Autoparts chain Pep Boys has agreed to be acquired by financier Carl Icahn. Icahn had been in a bidding war with Bridgestone Corp. for the company, and he won with a bid of $1 billion, or about $18.50 per share. But the thing is, Icahn would have won even if he lost.
Here’s how: A while back, Icahn’s company Icahn Enterprises bought a 12 percent stake in Pep Boys. Then he threatened to buy more, essentially taking Pep Boys over. That launched other bids for the company.
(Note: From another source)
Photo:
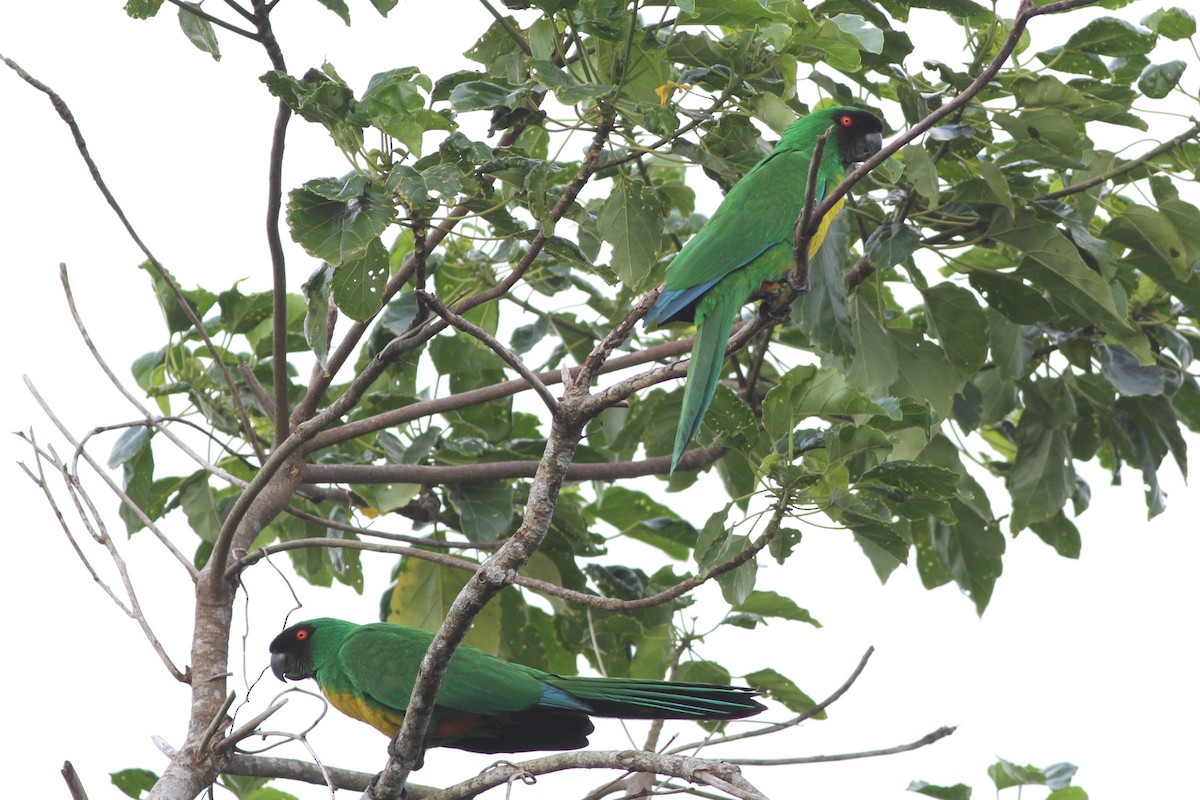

“Getting a bidding war going drives up the stock price,” said Peter Cohan, who teaches strategy and entrepreneurship at Babson College in Massachusetts. So even if Icahn lost the bidding war, he can cash out at a profit. “He’s done this over and over again,” Cohan said.
In this case, Icahn will very likely get control of the company, which he can then rearrange or sell for parts as he has done with other companies in the past. Either way he wins.
In the more than 30 years that Icahn has been at this, a central element to his strategy has been cage rattling.
“He gets into a company that’s not performing well, buys shares, gets on the board and frightens management,” said Mark Stevens, author of “King Icahn” and CEO of marketing firm MSCO. “He threatens the guys that are running the company that they are going to lose their jobs or control of the company.”
That’s unless they do something to improve the stock price or dividends, to somehow reward investors — meaning reward Carl Icahn.
A common criticism of this approach is that it can be very short-term focused.
“What’s the value that he’s adding to the operations?” asked Cohan. “Really, zero.”
Still, “those gains are not just for the activists but for all public-company shareholders,” said Robert Jackson, professor of law at Columbia.
With the Pep Boys deal scheduled to close during the first three months of 2016, we’ll see what Icahn does with it. But it’s a safe bet that Pep Boys won’t be the last cage he rattles.